La Yolera os leva a passeio pela ilha La Esperanza, onde outrora trabalhou como inspetora de meio ambiente e agora é operária; um lugar antes baldio e agora bonito, que viu crescer do nada, planta a planta, sol a sol, situado no meio de Los Tres Brazos. "Na ilha são organizados eventos da igreja, da comunidade, políticos.... É como uma zona turística nossa.” É seu respiro. E nos permite navegar pela costa, para olhar para a margem, estando na água e sob as pontes... E ver cruzar assim diante de nossos olhos, como em uma alucinação, as fileiras infinitas de barracos que se penduram aqui e ali pela encosta e cospem gente para o rio sem piedade, como restos. Em alpendres precários, janelas ou sacadas se veem grupos de pessoas idosas, rodinhas de crianças, bandos de jovens deixando fluir o tempo como fui a água... Muito desemprego, muita droga, muita desnutrição, muitas doenças infecciosas, muitas adolescentes grávidas, muita violência em geral, e contra as mulheres em particular... Uma sucessão infinita de tormentos que parecem especialmente projetados em redemoinhos para os mais vulneráveis. Cerca de 200 milhões de pessoas, segundo o Banco Mundial, vivem na América Latina e no Caribe nesse tipo de assentamento informal.
Neste, quanto mais acima você vive, mais você vale. Se você anda rente ao rio virá o furacão, a tempestade, “o que Deus quiser”, e a água subirá, primeiro pouco a pouco, depois com voracidade. A força de um rio nada entende de governos ruins nem de péssimas políticas urbanas nem de materiais de construção deficientes nem de desigualdade. A água não sabe de ricos nem pobres. Mas estes a conhecem bem e a respeitam. E é um sonho aqui, no Simón Bolívar e arredores, ascender de barraco na encosta, conseguir mudar-se hoje ou amanhã ou outro dia para um patamar mais acima. Para salvar os trastes, e talvez a vida.
Um dia veio um político (Yaquelín cita outro nome) e lhes pintou a fachada de girassóis. À distância vê-se bem o verde e o amarelo reluzentes.
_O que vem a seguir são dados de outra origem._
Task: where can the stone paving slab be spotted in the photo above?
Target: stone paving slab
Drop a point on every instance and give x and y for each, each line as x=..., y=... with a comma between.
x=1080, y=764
La Yolera agradece tanta ajuda. “Meu bairro agora está bonito, é a verdade, eu tinha fotos do antes e do depois dos girassóis. Mas sei que isto é como as maçãs: por fora bem lindas, mas por dentro... é preciso ver o que há por dentro!”. “Graças a Deus” é a frase curinga de Yaquelín para alegrias e adversidades. Mas na despedida nos presenteia com a chave para sobreviver no Simón Bolívar: “Deus é grande, aquele que se agarra a Deus não cai”.